Concerning toxicity, we chose the most frequently reported side effects (at least in three trials), in order to obtain reliable comparisons between AI and Tam. Thus, toxicity was not evaluated completely, and, for this reason, the reported results must be interpreted cautiously. The analysed adverse events were HF, N, V, TEs, VB, and MSP. Thromboembolic phenomena and VB were observed more commonly in Tam-treated patients compared with those receiving AI (P=0.01 and P=0.001, respectively), without significant heterogeneity.
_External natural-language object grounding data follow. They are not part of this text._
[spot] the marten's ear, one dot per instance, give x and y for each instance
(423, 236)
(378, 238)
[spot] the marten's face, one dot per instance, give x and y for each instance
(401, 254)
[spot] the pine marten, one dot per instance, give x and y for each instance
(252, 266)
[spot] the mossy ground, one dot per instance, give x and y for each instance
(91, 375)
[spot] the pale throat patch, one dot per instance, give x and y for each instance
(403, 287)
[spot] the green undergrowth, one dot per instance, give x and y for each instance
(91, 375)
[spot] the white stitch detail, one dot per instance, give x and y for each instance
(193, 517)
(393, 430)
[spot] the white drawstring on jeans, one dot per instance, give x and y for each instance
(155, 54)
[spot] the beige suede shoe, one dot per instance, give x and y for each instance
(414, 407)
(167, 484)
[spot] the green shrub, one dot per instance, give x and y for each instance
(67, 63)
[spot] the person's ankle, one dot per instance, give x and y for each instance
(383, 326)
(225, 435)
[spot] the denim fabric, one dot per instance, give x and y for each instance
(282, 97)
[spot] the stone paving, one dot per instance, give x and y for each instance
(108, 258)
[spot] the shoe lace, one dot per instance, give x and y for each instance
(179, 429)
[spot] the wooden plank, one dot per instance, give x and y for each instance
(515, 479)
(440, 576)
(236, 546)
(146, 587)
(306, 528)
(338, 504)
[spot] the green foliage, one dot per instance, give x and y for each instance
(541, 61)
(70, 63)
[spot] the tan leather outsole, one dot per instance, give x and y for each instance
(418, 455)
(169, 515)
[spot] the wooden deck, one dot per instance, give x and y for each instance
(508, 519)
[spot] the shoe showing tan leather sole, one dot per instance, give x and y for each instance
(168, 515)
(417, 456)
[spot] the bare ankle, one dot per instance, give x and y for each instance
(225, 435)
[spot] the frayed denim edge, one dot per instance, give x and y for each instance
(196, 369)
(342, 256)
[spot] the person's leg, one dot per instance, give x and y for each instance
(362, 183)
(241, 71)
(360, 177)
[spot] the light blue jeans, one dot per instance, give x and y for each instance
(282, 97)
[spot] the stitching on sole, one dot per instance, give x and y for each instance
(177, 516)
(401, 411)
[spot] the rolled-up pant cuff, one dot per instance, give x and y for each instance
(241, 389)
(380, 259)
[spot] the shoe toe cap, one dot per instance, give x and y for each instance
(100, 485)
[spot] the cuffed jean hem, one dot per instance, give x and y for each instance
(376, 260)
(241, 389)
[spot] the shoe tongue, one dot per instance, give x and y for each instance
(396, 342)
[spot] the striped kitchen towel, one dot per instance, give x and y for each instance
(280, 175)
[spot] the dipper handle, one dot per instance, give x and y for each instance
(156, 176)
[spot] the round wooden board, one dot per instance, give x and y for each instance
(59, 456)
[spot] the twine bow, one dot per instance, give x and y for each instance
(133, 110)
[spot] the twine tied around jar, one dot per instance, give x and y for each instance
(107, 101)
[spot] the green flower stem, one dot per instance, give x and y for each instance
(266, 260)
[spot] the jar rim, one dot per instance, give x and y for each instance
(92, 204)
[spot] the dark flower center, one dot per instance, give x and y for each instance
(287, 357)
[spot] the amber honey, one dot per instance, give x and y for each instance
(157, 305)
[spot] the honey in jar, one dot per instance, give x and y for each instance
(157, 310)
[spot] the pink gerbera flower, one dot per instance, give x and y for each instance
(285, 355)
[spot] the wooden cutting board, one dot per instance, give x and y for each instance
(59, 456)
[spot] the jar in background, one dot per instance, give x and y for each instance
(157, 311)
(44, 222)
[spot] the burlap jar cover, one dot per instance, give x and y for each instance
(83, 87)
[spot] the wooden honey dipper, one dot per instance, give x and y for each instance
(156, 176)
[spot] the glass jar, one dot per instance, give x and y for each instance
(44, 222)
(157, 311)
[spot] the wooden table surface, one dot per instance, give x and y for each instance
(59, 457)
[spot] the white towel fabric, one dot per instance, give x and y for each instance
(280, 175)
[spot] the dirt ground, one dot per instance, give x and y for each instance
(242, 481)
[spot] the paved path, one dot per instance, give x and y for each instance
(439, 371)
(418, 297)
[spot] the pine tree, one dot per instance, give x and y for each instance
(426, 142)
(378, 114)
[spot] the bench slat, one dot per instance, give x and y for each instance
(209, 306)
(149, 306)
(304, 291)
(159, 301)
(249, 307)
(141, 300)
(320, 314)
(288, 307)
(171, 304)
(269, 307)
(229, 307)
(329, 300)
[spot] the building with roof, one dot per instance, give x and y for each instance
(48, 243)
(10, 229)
No significant difference was present between AI vs Tam in terms of HF, N, V, and MSP, without significant heterogeneity. Our findings resembled those already reported in the literature, TE and VB being more frequent with the use of Tam.

Based on the presented results, AI appear to be superior to Tam as first-line endocrine option in postmenopausal women with MBC, as a significant benefit in terms of ORR, CB, and TTP was observed in favour of AI over Tam with fixed effects estimates. Owing to a component of variability between the six studies analysed, the random effects estimates differed from corresponding fixed ones. Concerning the toxicity profile, AI, as expected, caused less thromboembolic phenomena and VB than Tam. Considering our findings, it would be crucial to analyse the cost–utility balance of AI compared with Tam as first-line endocrine treatment of MBC. It has been recently reported (Dranitsaris et al, 2003; Marchetti et al, 2004) that tgAI represent an economically acceptable alternative to Tam. Although investigators should assess heterogeneity of trial results before deriving summary estimates of treatment effect, we think that these findings might be taken into account in the oncology practice during the clinical decision-making process.